Quando fez 15 anos, minha filha mais velha, Maria Gabriela, pediu de presente as vestes do Harry Potter. Sabe o que é? Aquela capa preta comprida cuja lapela muda de cor conforme a casa na qual cada bruxinho está predestinado a estudar. As lapelas das vestes da Gabi eram vermelhas e naqueles 15 anos não tivemos salto alto, vestido decotado nem balada a noite toda.

Com as vestes em mãos, ela se trancou no quarto e dali a pouco ressurgiu com capa, gravata e cachecol originais. A camisa, a saia e as meias eram improvisadas. Veio até nós na sala e afirmou: “agora sim, sou uma verdadeira estudante de Hogwarts”. Não deixou a gente tirar foto e tampouco fez uma selfie. Respirou profundamente, orgulhosa, retirando-se de volta ao quarto.

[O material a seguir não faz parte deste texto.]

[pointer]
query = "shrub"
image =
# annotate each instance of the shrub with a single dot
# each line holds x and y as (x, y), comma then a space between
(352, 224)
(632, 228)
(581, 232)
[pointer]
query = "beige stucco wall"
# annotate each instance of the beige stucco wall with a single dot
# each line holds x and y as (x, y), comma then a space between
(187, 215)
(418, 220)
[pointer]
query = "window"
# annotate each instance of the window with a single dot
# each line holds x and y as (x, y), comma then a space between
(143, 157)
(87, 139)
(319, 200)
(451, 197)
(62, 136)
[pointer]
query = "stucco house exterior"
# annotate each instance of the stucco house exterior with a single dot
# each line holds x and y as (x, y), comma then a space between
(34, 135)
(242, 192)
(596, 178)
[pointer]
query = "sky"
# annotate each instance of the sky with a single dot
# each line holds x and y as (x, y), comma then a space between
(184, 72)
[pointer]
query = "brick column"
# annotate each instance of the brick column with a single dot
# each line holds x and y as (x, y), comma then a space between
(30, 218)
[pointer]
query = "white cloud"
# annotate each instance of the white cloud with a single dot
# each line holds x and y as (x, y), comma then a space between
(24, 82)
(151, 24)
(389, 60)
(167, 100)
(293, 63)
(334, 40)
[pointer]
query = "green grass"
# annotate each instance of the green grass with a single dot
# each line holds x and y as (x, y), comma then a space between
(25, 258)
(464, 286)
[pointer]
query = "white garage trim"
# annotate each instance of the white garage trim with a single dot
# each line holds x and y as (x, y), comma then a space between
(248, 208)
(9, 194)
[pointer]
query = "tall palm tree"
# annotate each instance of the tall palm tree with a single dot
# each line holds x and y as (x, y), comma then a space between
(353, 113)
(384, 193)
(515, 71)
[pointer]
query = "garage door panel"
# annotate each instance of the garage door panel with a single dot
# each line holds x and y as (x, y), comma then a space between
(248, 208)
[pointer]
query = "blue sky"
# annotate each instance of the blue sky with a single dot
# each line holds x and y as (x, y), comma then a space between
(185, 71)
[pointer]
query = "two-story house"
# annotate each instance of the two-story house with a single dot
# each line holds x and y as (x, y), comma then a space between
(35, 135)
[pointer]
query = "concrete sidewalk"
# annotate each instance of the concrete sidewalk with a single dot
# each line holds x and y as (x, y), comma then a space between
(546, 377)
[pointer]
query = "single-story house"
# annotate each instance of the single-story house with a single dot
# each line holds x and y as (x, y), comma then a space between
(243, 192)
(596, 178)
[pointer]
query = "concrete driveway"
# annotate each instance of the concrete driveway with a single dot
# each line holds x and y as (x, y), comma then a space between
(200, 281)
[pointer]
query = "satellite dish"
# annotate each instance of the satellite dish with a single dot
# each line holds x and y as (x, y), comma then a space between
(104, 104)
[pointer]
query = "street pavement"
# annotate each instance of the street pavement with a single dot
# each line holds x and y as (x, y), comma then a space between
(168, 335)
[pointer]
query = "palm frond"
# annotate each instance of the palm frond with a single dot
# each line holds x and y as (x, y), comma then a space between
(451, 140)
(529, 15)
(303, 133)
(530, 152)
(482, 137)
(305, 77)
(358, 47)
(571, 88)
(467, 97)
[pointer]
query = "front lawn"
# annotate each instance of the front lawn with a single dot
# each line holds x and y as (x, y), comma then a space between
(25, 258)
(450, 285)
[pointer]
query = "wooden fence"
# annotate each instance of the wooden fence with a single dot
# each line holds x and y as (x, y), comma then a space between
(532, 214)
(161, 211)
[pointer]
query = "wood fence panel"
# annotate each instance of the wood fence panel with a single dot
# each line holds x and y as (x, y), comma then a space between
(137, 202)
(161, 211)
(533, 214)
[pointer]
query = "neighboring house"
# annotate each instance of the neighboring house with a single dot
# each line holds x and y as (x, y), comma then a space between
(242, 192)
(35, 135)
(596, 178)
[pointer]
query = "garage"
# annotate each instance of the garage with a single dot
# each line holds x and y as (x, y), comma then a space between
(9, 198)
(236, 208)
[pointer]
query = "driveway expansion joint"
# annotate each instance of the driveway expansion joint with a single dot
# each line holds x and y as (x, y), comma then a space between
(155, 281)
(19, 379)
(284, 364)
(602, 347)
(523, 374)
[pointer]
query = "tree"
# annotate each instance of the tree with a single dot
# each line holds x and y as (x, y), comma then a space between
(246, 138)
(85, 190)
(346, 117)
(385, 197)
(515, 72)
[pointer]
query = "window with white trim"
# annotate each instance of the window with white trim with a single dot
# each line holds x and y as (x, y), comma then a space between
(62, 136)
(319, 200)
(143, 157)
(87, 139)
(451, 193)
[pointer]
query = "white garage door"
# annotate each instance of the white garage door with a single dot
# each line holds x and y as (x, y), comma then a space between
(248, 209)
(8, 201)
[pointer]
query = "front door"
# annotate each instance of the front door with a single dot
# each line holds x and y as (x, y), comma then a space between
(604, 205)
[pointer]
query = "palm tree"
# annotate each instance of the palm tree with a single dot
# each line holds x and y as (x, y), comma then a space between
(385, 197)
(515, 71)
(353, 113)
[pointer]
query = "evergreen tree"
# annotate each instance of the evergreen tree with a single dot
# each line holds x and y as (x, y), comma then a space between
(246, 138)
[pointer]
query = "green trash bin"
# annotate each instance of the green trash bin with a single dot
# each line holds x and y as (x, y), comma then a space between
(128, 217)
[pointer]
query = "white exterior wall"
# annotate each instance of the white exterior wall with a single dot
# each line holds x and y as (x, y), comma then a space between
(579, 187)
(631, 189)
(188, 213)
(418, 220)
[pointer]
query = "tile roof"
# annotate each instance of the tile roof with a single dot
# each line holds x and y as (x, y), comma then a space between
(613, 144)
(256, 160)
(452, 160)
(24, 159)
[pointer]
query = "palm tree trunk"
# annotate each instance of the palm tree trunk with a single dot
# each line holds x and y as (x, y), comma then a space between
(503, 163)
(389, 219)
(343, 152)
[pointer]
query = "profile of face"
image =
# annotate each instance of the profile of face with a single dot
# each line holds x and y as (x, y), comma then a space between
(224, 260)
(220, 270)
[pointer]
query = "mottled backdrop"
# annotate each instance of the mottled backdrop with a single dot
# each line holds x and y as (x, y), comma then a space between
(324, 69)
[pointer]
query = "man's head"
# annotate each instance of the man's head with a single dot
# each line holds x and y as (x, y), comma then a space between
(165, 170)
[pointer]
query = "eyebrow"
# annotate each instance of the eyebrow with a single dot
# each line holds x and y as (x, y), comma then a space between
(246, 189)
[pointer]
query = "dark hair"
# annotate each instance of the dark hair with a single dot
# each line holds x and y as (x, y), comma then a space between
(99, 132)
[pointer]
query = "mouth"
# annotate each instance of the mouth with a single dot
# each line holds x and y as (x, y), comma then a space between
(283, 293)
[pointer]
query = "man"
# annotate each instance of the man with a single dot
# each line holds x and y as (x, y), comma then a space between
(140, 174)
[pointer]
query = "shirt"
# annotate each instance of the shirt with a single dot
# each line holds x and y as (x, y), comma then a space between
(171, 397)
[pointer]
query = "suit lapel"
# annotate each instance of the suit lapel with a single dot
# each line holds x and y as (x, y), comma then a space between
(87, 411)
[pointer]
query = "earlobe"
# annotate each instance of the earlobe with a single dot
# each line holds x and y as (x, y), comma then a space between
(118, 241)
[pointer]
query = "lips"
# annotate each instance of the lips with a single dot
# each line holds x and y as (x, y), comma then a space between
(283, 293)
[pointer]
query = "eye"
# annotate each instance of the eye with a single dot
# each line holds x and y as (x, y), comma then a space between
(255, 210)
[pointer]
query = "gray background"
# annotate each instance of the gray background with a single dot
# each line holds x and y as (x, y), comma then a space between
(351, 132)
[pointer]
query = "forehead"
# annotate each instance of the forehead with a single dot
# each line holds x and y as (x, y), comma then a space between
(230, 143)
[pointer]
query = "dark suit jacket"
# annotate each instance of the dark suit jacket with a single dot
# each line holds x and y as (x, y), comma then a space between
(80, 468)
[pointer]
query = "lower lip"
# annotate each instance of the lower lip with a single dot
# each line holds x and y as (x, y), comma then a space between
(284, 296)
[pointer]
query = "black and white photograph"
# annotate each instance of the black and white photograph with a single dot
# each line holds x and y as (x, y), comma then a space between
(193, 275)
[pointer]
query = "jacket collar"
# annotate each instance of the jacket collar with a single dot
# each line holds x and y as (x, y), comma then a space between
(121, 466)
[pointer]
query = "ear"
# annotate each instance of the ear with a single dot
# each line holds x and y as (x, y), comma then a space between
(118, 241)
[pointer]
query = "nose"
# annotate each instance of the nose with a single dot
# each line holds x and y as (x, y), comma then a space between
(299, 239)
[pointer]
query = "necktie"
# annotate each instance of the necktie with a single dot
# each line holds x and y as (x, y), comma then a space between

Gabi acabara de realizar um grande sonho, um sonho da sua imaginação. Não precisava de festa e tampouco de alarde. Sonho é sonho e quando se realiza não precisamos de muita coisa além do prazer que sentimos... Por anos seguidos ela me confessou que tinha certeza de que receberia o convite de ingresso da escola de magia. “Mãe, eu sei que não é verdade, mas não consigo deixar de acreditar”.

Foram os filmes que fizeram a cabeça da minha filhota? Sem dúvida nenhuma. Mas como negar a importância dos sete livros lidos de uma só vez, cada qual com cerca de 500 páginas? Eles foram lidos e relidos não uma vez, mas duas! Isso em português. Depois, a Gabi leu em inglês e também em espanhol. Leu ainda artigos de revistas, resenhas de jornais, blogs e sites – além, é claro, das legendas dos filmes. Leu tanto que sabia de cor alguns trechos; fazia a defesa das passagens que eram melhores no texto escrito do que no filme (e vice-versa também); encontrou erros de edição e de impressão. No seu jogo simbólico, achou que, por conhecer tão bem a obra, poderia reescrevê-la. “Do ponto de vista da Hermione, mãe. As meninas precisam conhecer a versão feminina de tudo o que aconteceu”.

Maria Gabriela foi arrebatada pelos livros do bruxinho mais querido de todos os tempos. Arrebatada, abduzida, sequestrada. De corpo e alma. Durante quase sete anos, o limite entre realidade e fantasia ficou tênue em sua cabecinha de criança-que está-virando-adolescente. Tenho certeza de que sua infância foi prolongada por que ela não conseguia (ou não queria) abrir mão do jogo de faz de conta que os personagens, os cenários e a trama provocavam em sua imaginação. Estava crescendo, mas queria brincar...

Essa sensação eu também tive quando criança. E olha que naquele tempo não existia tantos filmes e os livros eram publicados em edições bem simplesinhas, sem ilustrações coloridas ou papéis com brilho. Assim como a Gabi, eu me transportei em mais de uma ocasião para a casa da Madalena, em “Desastres de Sofia” da Condessa de Ségur; também desci rio abaixo com Tom Sawyer nos livros de Mark Twain. Minhas irmãs e primas queriam ser a Narizinho e eu também quase quis. Mas não sei bem por que a Emília era a minha preferida... Se a Pollyana sofria, eu sofria ainda mais com ela, por ela. Amava as histórias de moça e os romances do século XIX até hoje fazem a minha cabeça.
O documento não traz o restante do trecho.